Mir hat das Buchcover sehr gut gefallen, und ich lese gerne Bücher über Natur und Naturschutz, weshalb ich mich sehr auf dieses Buch gefreut habe.Darum geht es: Eva braucht nach dem Tod ihres Babys eine Auszeit von ihrer Arbeit an der Uni und auch von ihrem Mann. Deshalb hat sie sich auf einen Sommerjob in einem Waldgebiet in Norwegen beworben, in dem sie den Insektenbestand dort aufzeichnen soll. Sie hofft dabei, den fast ausgestorbenen Einsiedlerkäfer zu finden. So nach und nach freundet sie sich mit ihrer älteren Nachbarin an, die einen ganz besonderen Bezug zum Wald hat. Beide geraten mit Befürwortern eines Steinbruchs aneinander, der den Wald zu zerstören droht.Ich habe das Buch sehr gerne gelesen. Ich fand Eva sympathisch. Und ein bisschen was habe ich auch über Insekten gelernt. Aber insgesamt hat sich die Handlung doch etwas gezogen, man hätte an der ein oder anderen Stelle ein bisschen kürzen können.
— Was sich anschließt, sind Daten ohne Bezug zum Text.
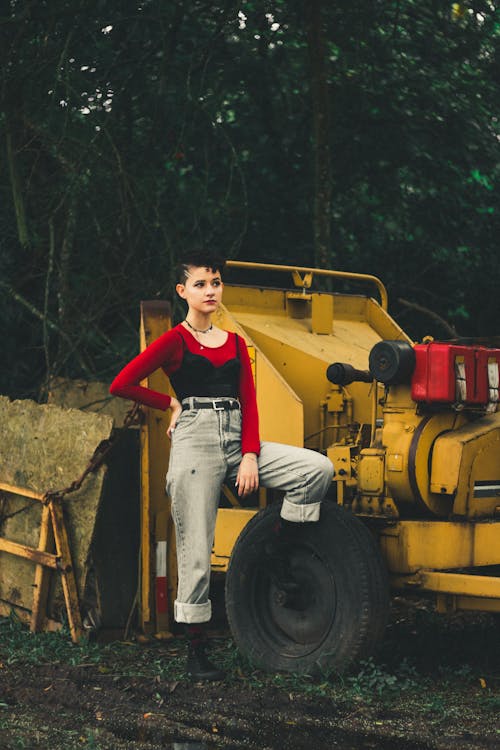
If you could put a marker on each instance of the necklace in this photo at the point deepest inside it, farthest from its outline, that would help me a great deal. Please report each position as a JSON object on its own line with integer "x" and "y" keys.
{"x": 198, "y": 330}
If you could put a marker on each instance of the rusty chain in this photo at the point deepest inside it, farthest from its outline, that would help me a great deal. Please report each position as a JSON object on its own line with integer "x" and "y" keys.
{"x": 97, "y": 459}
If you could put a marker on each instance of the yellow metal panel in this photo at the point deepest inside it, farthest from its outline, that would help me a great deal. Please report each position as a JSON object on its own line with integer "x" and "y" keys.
{"x": 322, "y": 313}
{"x": 230, "y": 522}
{"x": 465, "y": 462}
{"x": 461, "y": 584}
{"x": 412, "y": 545}
{"x": 371, "y": 472}
{"x": 446, "y": 603}
{"x": 308, "y": 273}
{"x": 281, "y": 412}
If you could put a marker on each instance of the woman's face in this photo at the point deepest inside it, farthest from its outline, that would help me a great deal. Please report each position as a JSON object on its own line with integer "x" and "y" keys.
{"x": 202, "y": 289}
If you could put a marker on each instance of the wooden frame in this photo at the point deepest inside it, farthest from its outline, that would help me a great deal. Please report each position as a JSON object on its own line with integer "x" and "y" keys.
{"x": 53, "y": 534}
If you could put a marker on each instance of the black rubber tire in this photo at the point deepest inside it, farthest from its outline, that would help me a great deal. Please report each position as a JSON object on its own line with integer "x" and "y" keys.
{"x": 343, "y": 603}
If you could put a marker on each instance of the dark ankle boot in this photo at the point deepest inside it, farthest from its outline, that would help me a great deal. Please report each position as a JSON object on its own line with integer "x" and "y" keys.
{"x": 198, "y": 666}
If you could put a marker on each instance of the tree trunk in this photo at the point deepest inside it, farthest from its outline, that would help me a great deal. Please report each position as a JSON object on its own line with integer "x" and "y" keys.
{"x": 17, "y": 194}
{"x": 323, "y": 255}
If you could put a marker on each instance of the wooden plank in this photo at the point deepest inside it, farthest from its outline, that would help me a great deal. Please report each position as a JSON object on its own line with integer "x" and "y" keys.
{"x": 42, "y": 575}
{"x": 14, "y": 490}
{"x": 29, "y": 553}
{"x": 66, "y": 568}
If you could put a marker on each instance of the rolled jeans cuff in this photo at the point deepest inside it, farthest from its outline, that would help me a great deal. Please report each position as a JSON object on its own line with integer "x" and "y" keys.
{"x": 300, "y": 513}
{"x": 192, "y": 613}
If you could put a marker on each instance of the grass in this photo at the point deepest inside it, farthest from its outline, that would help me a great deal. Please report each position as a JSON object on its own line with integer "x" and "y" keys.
{"x": 427, "y": 658}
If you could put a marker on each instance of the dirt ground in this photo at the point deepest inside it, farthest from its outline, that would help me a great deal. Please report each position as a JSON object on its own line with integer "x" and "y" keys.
{"x": 434, "y": 684}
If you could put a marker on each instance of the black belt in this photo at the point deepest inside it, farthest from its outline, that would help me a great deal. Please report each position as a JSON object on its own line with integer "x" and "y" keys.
{"x": 219, "y": 404}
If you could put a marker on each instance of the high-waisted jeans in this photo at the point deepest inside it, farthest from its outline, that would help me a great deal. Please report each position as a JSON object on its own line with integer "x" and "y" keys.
{"x": 205, "y": 454}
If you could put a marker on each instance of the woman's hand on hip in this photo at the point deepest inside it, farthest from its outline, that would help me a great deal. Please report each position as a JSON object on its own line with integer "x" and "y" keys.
{"x": 247, "y": 480}
{"x": 176, "y": 407}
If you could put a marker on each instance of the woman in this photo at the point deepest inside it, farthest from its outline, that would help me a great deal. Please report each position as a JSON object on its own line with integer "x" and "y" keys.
{"x": 215, "y": 440}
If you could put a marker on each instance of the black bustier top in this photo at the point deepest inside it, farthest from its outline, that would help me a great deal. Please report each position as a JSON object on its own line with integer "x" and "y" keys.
{"x": 197, "y": 376}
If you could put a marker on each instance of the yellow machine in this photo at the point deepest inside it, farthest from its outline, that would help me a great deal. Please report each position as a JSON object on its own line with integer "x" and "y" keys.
{"x": 415, "y": 497}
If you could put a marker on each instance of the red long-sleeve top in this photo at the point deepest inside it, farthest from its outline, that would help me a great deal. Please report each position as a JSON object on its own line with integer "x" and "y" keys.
{"x": 167, "y": 353}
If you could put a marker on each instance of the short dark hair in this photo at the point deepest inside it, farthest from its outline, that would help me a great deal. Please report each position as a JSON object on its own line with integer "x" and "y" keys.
{"x": 198, "y": 258}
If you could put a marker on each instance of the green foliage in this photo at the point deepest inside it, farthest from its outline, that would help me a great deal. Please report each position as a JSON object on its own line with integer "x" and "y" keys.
{"x": 131, "y": 132}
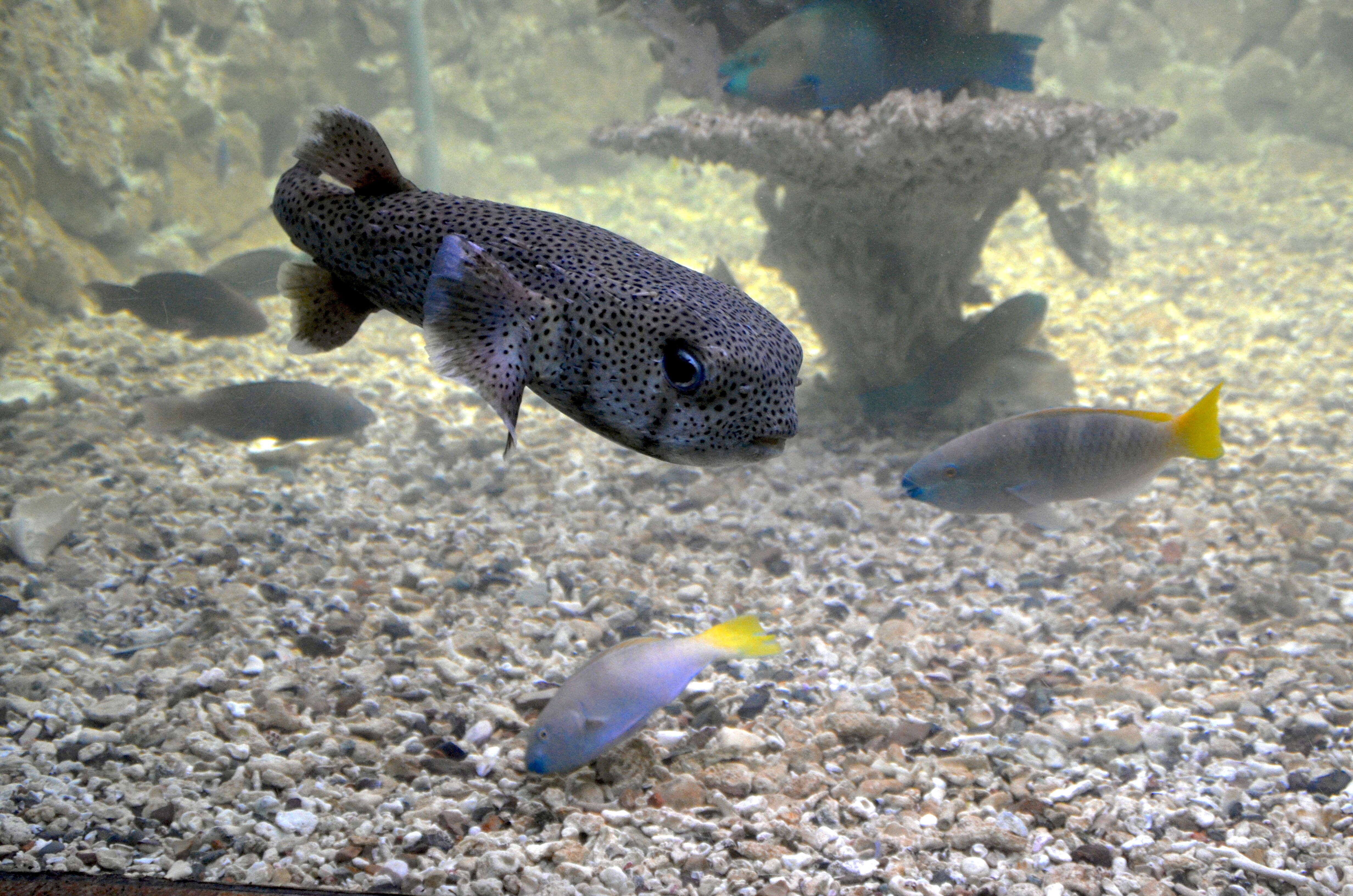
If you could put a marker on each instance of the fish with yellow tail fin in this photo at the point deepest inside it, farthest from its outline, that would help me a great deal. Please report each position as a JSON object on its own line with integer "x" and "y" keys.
{"x": 611, "y": 698}
{"x": 1024, "y": 465}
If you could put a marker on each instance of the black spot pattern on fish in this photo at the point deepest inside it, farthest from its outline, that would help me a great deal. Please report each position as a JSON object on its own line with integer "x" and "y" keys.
{"x": 608, "y": 306}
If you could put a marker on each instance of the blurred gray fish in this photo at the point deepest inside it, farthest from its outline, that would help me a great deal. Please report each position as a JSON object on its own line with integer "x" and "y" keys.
{"x": 252, "y": 274}
{"x": 1005, "y": 331}
{"x": 638, "y": 348}
{"x": 271, "y": 409}
{"x": 222, "y": 162}
{"x": 182, "y": 302}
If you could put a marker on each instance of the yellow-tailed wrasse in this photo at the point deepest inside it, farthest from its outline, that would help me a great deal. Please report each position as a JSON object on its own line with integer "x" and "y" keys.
{"x": 1022, "y": 465}
{"x": 651, "y": 355}
{"x": 611, "y": 699}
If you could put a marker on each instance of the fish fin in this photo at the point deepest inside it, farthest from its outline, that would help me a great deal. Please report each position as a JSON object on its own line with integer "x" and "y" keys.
{"x": 477, "y": 327}
{"x": 1198, "y": 431}
{"x": 1011, "y": 60}
{"x": 1040, "y": 509}
{"x": 1155, "y": 416}
{"x": 1126, "y": 493}
{"x": 324, "y": 312}
{"x": 350, "y": 149}
{"x": 742, "y": 637}
{"x": 168, "y": 415}
{"x": 114, "y": 297}
{"x": 1045, "y": 516}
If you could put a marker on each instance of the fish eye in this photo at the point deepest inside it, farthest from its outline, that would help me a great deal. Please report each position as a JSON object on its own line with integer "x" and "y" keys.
{"x": 683, "y": 369}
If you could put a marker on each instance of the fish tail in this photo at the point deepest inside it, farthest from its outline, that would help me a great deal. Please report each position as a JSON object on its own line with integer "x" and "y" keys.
{"x": 350, "y": 149}
{"x": 1011, "y": 60}
{"x": 742, "y": 637}
{"x": 1198, "y": 431}
{"x": 168, "y": 415}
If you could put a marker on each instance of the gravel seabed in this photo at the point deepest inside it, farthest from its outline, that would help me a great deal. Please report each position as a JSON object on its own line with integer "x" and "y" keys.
{"x": 314, "y": 669}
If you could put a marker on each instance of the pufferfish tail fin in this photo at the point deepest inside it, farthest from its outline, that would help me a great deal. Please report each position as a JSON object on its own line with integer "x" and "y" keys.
{"x": 1198, "y": 431}
{"x": 350, "y": 149}
{"x": 742, "y": 637}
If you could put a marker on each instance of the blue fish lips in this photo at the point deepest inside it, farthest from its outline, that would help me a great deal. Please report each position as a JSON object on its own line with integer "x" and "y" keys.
{"x": 536, "y": 763}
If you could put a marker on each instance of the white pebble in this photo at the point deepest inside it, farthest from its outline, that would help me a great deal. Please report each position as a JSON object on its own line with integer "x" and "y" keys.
{"x": 479, "y": 731}
{"x": 298, "y": 822}
{"x": 975, "y": 868}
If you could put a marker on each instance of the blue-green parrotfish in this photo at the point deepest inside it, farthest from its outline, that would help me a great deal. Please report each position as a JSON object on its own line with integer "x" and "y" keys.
{"x": 611, "y": 698}
{"x": 845, "y": 53}
{"x": 638, "y": 348}
{"x": 1024, "y": 463}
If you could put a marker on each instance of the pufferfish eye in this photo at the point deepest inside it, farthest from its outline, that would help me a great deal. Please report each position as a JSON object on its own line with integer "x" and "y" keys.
{"x": 685, "y": 373}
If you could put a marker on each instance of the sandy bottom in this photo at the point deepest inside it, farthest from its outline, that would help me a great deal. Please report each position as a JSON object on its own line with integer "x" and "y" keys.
{"x": 318, "y": 673}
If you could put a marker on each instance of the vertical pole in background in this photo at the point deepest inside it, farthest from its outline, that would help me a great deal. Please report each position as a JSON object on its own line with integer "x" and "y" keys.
{"x": 420, "y": 97}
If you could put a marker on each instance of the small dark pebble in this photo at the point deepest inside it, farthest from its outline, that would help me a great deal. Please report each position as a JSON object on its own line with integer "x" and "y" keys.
{"x": 754, "y": 704}
{"x": 1330, "y": 783}
{"x": 912, "y": 733}
{"x": 318, "y": 646}
{"x": 451, "y": 750}
{"x": 1094, "y": 855}
{"x": 711, "y": 715}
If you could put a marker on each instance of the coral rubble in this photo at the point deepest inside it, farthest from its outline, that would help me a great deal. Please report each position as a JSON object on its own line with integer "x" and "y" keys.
{"x": 879, "y": 217}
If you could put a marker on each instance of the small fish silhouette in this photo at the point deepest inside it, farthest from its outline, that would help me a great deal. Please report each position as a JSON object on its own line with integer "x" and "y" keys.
{"x": 182, "y": 302}
{"x": 252, "y": 274}
{"x": 845, "y": 53}
{"x": 222, "y": 162}
{"x": 1000, "y": 332}
{"x": 271, "y": 409}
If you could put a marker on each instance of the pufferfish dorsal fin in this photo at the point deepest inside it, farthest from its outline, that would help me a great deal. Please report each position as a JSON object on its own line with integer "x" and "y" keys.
{"x": 346, "y": 147}
{"x": 325, "y": 313}
{"x": 477, "y": 325}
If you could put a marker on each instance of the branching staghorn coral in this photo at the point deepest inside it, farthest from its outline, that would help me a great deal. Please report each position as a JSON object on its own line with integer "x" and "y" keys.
{"x": 879, "y": 217}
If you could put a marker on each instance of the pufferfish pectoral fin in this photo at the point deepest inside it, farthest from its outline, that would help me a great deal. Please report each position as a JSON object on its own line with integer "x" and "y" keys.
{"x": 325, "y": 313}
{"x": 477, "y": 325}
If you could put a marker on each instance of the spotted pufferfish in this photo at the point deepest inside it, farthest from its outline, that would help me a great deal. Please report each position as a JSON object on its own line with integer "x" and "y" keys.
{"x": 638, "y": 348}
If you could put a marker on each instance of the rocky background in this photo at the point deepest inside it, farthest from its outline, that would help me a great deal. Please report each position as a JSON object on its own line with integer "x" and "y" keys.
{"x": 144, "y": 135}
{"x": 1234, "y": 69}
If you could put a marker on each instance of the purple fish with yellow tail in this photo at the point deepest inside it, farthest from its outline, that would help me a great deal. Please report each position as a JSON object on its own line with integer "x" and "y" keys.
{"x": 611, "y": 698}
{"x": 1022, "y": 465}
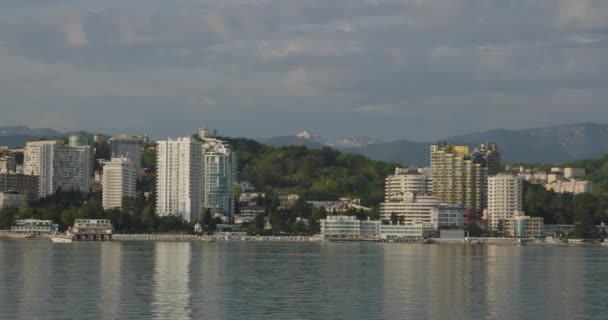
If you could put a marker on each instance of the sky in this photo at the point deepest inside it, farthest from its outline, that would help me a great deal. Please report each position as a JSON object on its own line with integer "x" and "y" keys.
{"x": 414, "y": 69}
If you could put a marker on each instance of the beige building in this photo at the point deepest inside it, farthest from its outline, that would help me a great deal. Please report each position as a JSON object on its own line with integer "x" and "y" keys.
{"x": 407, "y": 180}
{"x": 457, "y": 179}
{"x": 118, "y": 182}
{"x": 522, "y": 226}
{"x": 505, "y": 198}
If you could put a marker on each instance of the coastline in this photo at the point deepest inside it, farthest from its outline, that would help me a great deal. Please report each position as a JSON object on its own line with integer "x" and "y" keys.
{"x": 167, "y": 237}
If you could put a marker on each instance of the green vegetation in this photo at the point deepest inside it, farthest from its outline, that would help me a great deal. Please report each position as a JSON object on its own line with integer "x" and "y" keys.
{"x": 585, "y": 210}
{"x": 314, "y": 174}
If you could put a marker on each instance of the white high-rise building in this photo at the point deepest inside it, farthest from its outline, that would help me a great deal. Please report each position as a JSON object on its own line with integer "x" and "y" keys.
{"x": 505, "y": 198}
{"x": 126, "y": 146}
{"x": 118, "y": 182}
{"x": 58, "y": 166}
{"x": 219, "y": 176}
{"x": 179, "y": 181}
{"x": 406, "y": 180}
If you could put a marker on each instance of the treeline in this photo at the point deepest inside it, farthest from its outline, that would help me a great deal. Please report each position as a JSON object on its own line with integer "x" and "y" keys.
{"x": 584, "y": 210}
{"x": 315, "y": 174}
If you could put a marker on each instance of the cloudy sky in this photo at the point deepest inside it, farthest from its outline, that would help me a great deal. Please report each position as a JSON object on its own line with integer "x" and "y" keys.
{"x": 418, "y": 69}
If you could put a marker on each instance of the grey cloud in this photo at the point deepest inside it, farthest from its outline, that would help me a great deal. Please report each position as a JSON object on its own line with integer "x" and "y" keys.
{"x": 391, "y": 68}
Das Cover mit dem Eremitenkäfer darauf ist sehr schön gestaltet und es passt auch wunderbar zum Buch. Die 33jährige Biologin Eva Wist zieht nach einem schmerzhaften Verlust aus Oslo in ein kleines Dorf in Vestfold. Dort möchte sie den Eremitenkäfer suchen, der als ausgestorben gilt. In Vestfold lernt sie ihre Nachbarin Olga kennen, die mit ihren 76 Jahren ein Einsiedlerleben führt. Diese besitzt ein großes Grundstück, auf dem ein Steinbruch entstehen soll, doch dies möchte sie unbedingt verhindern, denn auf dem Grundstück ist ein alter Eichenwald. Es ist schön zu lesen, wie sich die Freundschaft der beiden doch sehr unterschiedlichen Frauen entwickelt. In dieser Geschichte, die einerseits sehr ruhig geschrieben ist, andererseits aber emotional sehr packend die Worte findet, steckt soviel. Es geht um viele Fragen die unser aller Zukunft betreffen: Artensterben und Naturschutz und die Verantwortung und Beziehung des Menschen zur Natur und Umwelt. Für mich ist dies Buch etwas ganz Besonderes und ich empfehle es gerne weiter.